When Annuncio finally realizes that the abnormally high concentration of beryllium in the soil and plants of Junior was what killed the colonists, and that they all have to leave immediately, he does not trust the scientists to deal with it. He returns to the ship and persuades the crew to mutiny and take off from the planet. The captain is barely able to convince the crew to stop at the colony site to pick up the scientists. When Annuncio is put on trial for fomenting the mutiny, he explains his actions, is acquitted, and the ship returns to the Earth to seek medical treatment for its crew for beryllium poisoning.

==Reception==
Not much has been recorded. However, Anthony Boucher praised the novella, commending its balance of science and fiction "worthy of that Golden Age in which Asimov began his career."

==Themes==
Like other short stories by Asimov such as The Dead Past and Profession, the theme of Sucker Bait is the peril of scientific overspecialization.
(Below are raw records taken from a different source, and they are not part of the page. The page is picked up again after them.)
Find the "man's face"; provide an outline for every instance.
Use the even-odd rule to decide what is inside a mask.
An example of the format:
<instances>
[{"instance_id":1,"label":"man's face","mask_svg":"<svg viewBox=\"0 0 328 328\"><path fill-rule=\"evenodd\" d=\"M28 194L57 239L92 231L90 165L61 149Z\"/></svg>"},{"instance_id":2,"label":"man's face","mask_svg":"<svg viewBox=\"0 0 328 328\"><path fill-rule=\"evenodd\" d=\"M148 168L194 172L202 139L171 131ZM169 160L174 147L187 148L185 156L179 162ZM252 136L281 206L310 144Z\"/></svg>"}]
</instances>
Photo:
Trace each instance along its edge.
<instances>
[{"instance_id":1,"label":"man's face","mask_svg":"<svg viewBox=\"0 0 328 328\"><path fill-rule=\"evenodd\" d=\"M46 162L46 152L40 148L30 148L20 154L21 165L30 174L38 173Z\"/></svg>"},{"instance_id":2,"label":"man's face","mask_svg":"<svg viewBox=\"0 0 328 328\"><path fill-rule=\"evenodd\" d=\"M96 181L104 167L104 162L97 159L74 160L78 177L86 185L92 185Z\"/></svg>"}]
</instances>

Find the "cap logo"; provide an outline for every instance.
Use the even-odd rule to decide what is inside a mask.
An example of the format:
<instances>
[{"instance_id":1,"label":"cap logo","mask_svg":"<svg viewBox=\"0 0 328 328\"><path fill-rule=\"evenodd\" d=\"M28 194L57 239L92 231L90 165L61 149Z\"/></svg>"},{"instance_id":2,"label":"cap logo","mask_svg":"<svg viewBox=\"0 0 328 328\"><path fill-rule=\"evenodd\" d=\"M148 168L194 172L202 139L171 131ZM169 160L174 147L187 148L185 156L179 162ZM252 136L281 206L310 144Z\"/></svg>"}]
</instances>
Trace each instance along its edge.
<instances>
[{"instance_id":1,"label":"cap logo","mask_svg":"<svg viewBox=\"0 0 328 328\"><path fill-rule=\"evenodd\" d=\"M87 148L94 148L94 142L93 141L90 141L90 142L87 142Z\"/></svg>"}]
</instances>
Only Annuncio, the professional generalist, can make the connections between seemingly unrelated facts that solves the mystery of the deaths of the original colonists, and he saves the crew and passengers of the Triple G. from sharing that fate. Asimov would soon begin to practice what he preached, making himself into a professional generalist by writing popular science books on a number of different fields, as well as The Intelligent Man's Guide to Science, a general overview of science as a whole.

==Story notes==
- This is the longest of Isaac Asimov's novellas.
- Although the two primaries of "Junior" are named Lagrange I and II in the story, the proper astronomical nomenclature would be Lagrange A and B.
- "Sucker Bait" mentions several fictional planets, including some from other stories: Troas (Junior), Coralemon, Aurora, Sarmatia, Coma Minor, Hesperus, Pretoria, Altmark, and Lepta.
- Some "80,000 worlds" are mentioned as having been colonized by the future time-period in which the story is set.
- This novella was stated by Asimov (in 1955) to have been set in his Foundation universe, although some slight inconsistencies exist with the political status and physical condition of the Earth by the time frame of the tale—with no mention being made of the Earth's ever-increasing radioactivity (though this was retconned to be a very, very gradual process, and not the result of a nuclear war c. 10,000 A.D., and the Earth still appears to be the center of the human race in general). This, however, was an early version of the timeline, inconsistent with Asimov's "Robot" tales.
- At one point, a scientist states that a computer cannot do what the Mnemonic Service does, since even if there is a computer that knows all the required data, no one will know to ask the right question. A similar theme is present in the short story "Jokester,” which it is stated that such people (so called Grand Masters), capable of finding the right questions to ask the all-knowing Multivac do exist, but are extremely rare, only born about once a decade.
- An illustration in the issue of Astounding magazine in which the first part of this novella appeared features a chemistry-based wordplay. It shows a group of people gathered before a promotion-of-emigration poster reading "Be On Troas!" Though this is apparently an invitation to emigrate, it is also a slight give-away of the story's solution: "Be" is the chemical symbol for beryllium.